Copyright 1999, 2001 Free Software Foundation, Inc.

This file is part of the GNU MP Library.

The GNU MP Library is free software; you can redistribute it and/or modify
it under the terms of the GNU Lesser General Public License as published by
the Free Software Foundation; either version 2.1 of the License, or (at your
option) any later version.

The GNU MP Library is distributed in the hope that it will be useful, but
WITHOUT ANY WARRANTY; without even the implied warranty of MERCHANTABILITY
or FITNESS FOR A PARTICULAR PURPOSE.  See the GNU Lesser General Public
License for more details.

You should have received a copy of the GNU Lesser General Public License
along with the GNU MP Library; see the file COPYING.LIB.  If not, write to
the Free Software Foundation, Inc., 59 Temple Place - Suite 330, Boston, MA
02111-1307, USA.





This directory contains mpn functions for 64-bit PA-RISC 2.0.

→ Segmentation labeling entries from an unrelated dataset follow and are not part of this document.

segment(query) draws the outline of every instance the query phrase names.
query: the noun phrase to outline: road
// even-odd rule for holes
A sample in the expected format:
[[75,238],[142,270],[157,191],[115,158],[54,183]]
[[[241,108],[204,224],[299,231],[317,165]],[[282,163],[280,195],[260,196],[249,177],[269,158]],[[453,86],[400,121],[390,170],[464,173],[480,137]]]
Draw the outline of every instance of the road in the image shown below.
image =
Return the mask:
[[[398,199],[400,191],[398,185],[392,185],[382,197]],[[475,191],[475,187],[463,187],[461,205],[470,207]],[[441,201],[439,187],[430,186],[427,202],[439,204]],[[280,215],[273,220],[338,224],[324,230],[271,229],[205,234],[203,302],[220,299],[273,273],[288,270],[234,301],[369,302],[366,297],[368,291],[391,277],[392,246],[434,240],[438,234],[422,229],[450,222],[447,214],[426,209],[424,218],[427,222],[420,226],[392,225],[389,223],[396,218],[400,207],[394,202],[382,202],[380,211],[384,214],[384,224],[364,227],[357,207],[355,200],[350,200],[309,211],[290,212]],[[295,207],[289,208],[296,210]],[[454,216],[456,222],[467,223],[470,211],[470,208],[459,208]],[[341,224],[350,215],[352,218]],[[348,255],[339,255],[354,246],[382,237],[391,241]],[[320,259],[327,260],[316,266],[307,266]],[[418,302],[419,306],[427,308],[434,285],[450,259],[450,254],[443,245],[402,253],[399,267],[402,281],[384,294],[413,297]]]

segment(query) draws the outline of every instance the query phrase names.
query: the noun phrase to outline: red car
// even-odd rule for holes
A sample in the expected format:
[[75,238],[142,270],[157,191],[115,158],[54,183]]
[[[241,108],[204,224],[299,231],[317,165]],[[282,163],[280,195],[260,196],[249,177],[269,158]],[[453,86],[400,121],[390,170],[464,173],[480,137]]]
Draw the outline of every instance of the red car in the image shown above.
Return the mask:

RELEVANT OPTIMIZATION ISSUES

The PA8000 has a multi-issue pipeline with large buffers for instructions
awaiting pending results.  Therefore, no RAW register latency scheduling is
necessary (and might actually be harmful).  RAW memory scheduling is still
necessary.

Two 64-bit loads can be completed per cycle.  One 64-bit store can be
completed per cycle.  A store cannot complete in the same cycle as a load.

STATUS

* mpn_lshift, mpn_rshift, mpn_add_n, mpn_sub_n are all well-tuned and run at
  the peak cache bandwidth; 1.5 cycles/limb for shifting and 2.0 cycles/limb
  for add/subtract.

* The multiplication functions run at 11 cycles/limb.  The cache bandwidth
  allows 7.5 cycles/limb for mul_1 and 8 cycles/limb for addmul_1/submul_1.
  It would surely be possible, using unrolling to allow better RAW memory
  scheduling, to reach the cache bandwidth limit.

* xaddmul_1.S contains a quicker method for forming the 128 bit product.  It
  uses some fewer operations, and keep the carry flag live across the loop
  boundary.  But it seems hard to make it run more than 1/4 cycle faster
  than the old code.  Perhaps we really ought to unroll this loop be 2x?  2x
  should suffice since register latency schedling is never needed, but the
  unrolling would hide the RAW memory latency.  Here is a sketch:

	1. A multiply and store 64-bit products
	2. B sum 64-bit products 128-bit product
	3. B load  64-bit products to integer registers
	4. B multiply and store 64-bit products
	5. A sum 64-bit products 128-bit product
	6. A load  64-bit products to integer registers
	7. goto 1

  In practice, adjacent groups (1 and 2, 2 and 3, etc) will be interleaved
  for better instruction mix.